Disoccupazione, circa 7mila giovani non studiano nè lavorano: arriva un progetto ad hoc

La Garanzia Giovani è un progetto che intende assicurare ai ragazzi e alle ragazze tra i 15 e i 29 anni che non studiano e non lavorano opportunità per acquisire nuove competenze e per entrare nel mercato del lavoro

Sono circa 7mila i ragazzi che non lavorano e non studiano nel Comune di Forlì. La Garanzia Giovani è un progetto che intende assicurare ai ragazzi e alle ragazze tra i 15 e i 29 anni che non studiano e non lavorano opportunità per acquisire nuove competenze e per entrare nel mercato del lavoro.
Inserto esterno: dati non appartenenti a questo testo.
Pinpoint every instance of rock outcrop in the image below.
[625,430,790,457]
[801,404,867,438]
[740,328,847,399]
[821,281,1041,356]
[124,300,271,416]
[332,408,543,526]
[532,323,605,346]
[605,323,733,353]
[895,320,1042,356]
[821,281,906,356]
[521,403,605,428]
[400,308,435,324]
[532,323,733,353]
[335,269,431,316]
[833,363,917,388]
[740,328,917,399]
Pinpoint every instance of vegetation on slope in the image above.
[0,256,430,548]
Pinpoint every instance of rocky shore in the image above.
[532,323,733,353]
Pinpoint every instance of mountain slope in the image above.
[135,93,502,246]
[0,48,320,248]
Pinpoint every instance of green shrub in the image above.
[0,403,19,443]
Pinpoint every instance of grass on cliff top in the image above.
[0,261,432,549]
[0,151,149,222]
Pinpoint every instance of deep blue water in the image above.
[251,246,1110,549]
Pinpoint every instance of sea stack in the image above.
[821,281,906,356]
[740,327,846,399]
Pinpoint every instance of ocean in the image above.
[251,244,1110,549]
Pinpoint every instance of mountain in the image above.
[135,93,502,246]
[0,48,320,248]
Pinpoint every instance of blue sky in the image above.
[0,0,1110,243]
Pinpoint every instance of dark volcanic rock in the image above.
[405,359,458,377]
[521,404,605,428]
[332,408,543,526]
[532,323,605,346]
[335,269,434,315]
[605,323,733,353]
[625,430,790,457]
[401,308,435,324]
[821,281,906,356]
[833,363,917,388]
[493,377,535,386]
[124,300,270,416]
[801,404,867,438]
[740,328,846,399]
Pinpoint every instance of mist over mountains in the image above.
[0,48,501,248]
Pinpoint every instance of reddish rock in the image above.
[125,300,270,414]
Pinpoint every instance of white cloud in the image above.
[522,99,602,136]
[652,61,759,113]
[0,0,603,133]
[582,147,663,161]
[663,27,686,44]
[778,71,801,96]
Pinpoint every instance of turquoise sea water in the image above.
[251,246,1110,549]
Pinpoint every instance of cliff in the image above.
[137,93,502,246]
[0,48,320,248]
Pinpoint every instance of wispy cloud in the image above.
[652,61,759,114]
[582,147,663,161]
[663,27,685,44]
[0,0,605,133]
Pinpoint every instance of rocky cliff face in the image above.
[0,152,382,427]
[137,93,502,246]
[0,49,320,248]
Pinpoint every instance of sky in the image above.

Italia Lavoro S.p.A., Ente strumentale del Ministero del Lavoro, con il patrocinio dell'Assessorato Politiche Giovanili ed Assessorato Lavoro ed Occupazione del Comune di Forlì, intende promuovere una Tavola rotonda di confronto fra Istituzioni e forze sociali sul tema del lavoro per i giovani e sulle possibilità di innescare processi virtuosi a livello locale, in considerazione delle nuove opportunità offerte dal Programma Nazionale di Garanzia Giovani, attuazione del Programma Europeo Youth Guarantee,che finanzia progetti di inserimento e riqualificazione di giovani usciti sia da percorsi formativi, sia professionali.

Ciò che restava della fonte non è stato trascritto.